As noted in the review of Mike Root, there is an alternative lens for evaluation of Aisle, which is that the work's purpose is to "play the player." The best evidence for this interpretation is the way that certain clusters of responses do paint a semi-consistent portrait of a certain type of person with a certain type of past. However, these responses do not seem consistent enough to look like deliberate planning on the author's part. For example, if the player focuses on mundane goals, the commands >EXAMINE GNOCCHI, >EXAMINE PASTA, >TAKE PASTA, >TAKE GNOCCHI, >TAKE SAUCE, >ASK WOMAN FOR SAUCE, and >PUSH CART are all straightforward options, but they each define significant aspects of the PC and/or his backstory in a manner that the player can't possibly predict. For example, >PUSH CART imputes an active anger to the PC over being confronted with the suppressed memory of Rome and edges slightly malevolent toward the brunette, while >TAKE GNOCCHI suggests long-settled resignation about the outcome of the events of Rome and ignores the fellow shopper. >TAKE SAUCE yields a Clare-less response implying that Rome wasn't that significant, after all, and >ASK WOMAN FOR SAUCE indirectly suggests a painful episode from which the protagonist might be starting to recover (or perhaps, taking some responses into account, something less pleasant). Although the outcomes differ significantly, I don't see any consistent logic mapping those significant differences in outcome to significant differences in the player's choice.

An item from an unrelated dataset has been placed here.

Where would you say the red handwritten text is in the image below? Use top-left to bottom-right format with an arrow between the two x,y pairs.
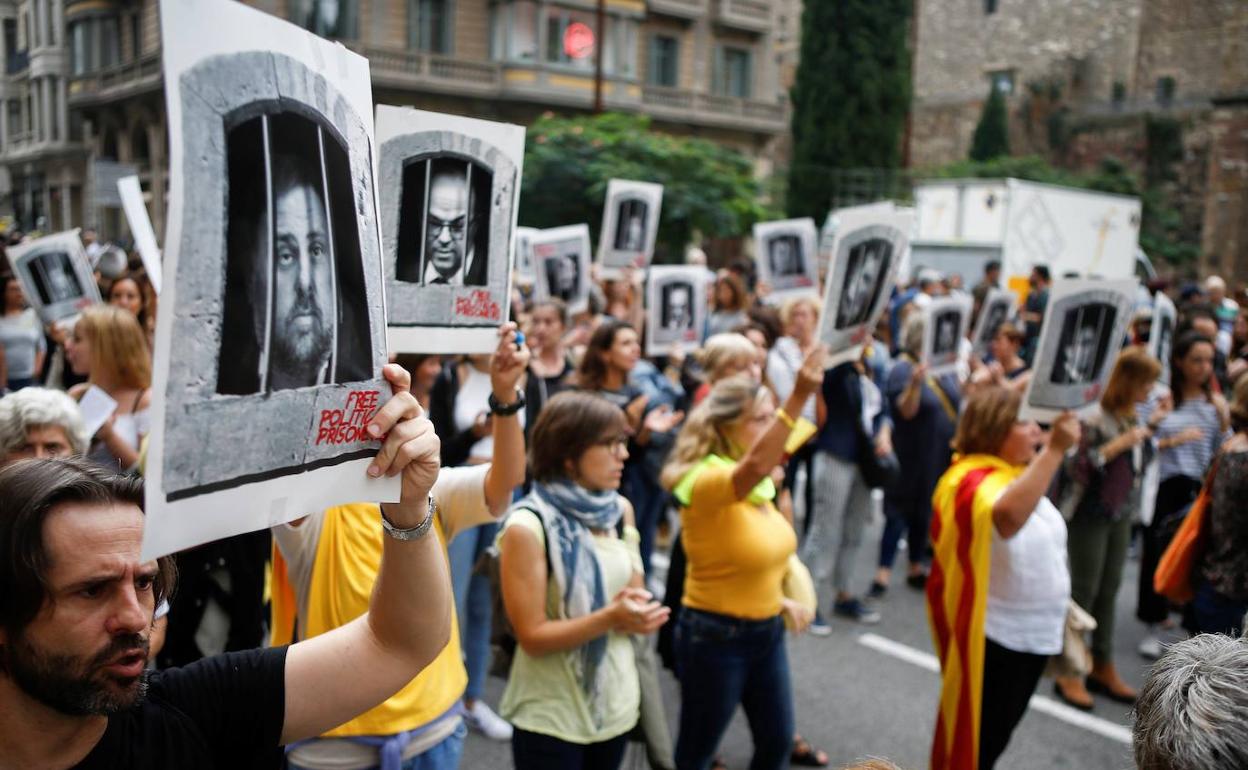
316,391 -> 381,444
456,288 -> 503,321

In summary I would say that Aisle does best when engaged with on a very shallow basis -- one can argue whether or not that necessarily means that the work itself is shallow. I think I would have liked it better with fewer implemented responses, and especially if Barlow had chosen to trim out or simply not respond to various default verbs related to violence, as it does for some of the stock actions in Inform 6's Standard Library. In that form it might live up to the praise in Jimmy Maher's review, even as it was reduced in scale to a bite-sized 15-minute novelty. I would definitely have liked it better if all endings were consistent with one another such that discerning the protagonist's total past becomes a genuine exercise in discovery, which would let the diligent player reach the point of making an informed and more importantly intentionally significant choice of the single allowed action.